Most draft experts will tell you that there's a separation between two players and everyone else. Travis Bazzana or Oregon State and Georgia's Charlie Condon are recognized as the top-2 players in the 2024 MLB Draft.

So there's no way the Reds can screw this up, right? If the Guardians take Bazzana, the Reds land Condon and vice versa. Well, it might not be that simple.

Will the Reds overthink their first-round pick of 2024 MLB Draft?

While Bazzana and Condon are seen in a class by themselves, there is a case to made for few other players who are bound to hear their name called very early on draft day. While teams are never supposed to draft for need and are implored to take the best player available, there are other factors at play — namely money.

Each team is allocated a specific amount of money that they can spend and each pick in the first10 rounds has an assigned value. Teams that exceed their bonus pool in order to sign a specific player face a penalty that can include tax overages and loss of picks.

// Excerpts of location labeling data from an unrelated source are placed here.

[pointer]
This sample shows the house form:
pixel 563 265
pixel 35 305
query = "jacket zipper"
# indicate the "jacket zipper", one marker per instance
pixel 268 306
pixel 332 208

If the Reds believe that they can get value at No. 2 by drafting a player that may be ranked somewhere outside the top-5, Cincinnati could conceivably use the money they saved at No. 2 and land a player with higher upside later in the draft. Some teams employ this strategy in order to lure high school talent away with an over-slot deal.

If the Reds choose not to take Condon or Bazzana in Round 1, pitchers like Hagen Smith and Chase Burns may draw some attention. JJ Weatherholt would be another player that could sign an under-slot deal as would Trey Yesavage.

Ultimately, the Reds can end all the speculation on July 14th by taking either Bazzana or Condon No. 2 overall. Bazzana has a compact, advanced approach at the plate, and Condon led the NCAA in home runs this past season. There's really not a wrong choice if the Reds select one of those two players. If Cincinnati goes off script, some harsh criticisms are sure to follow.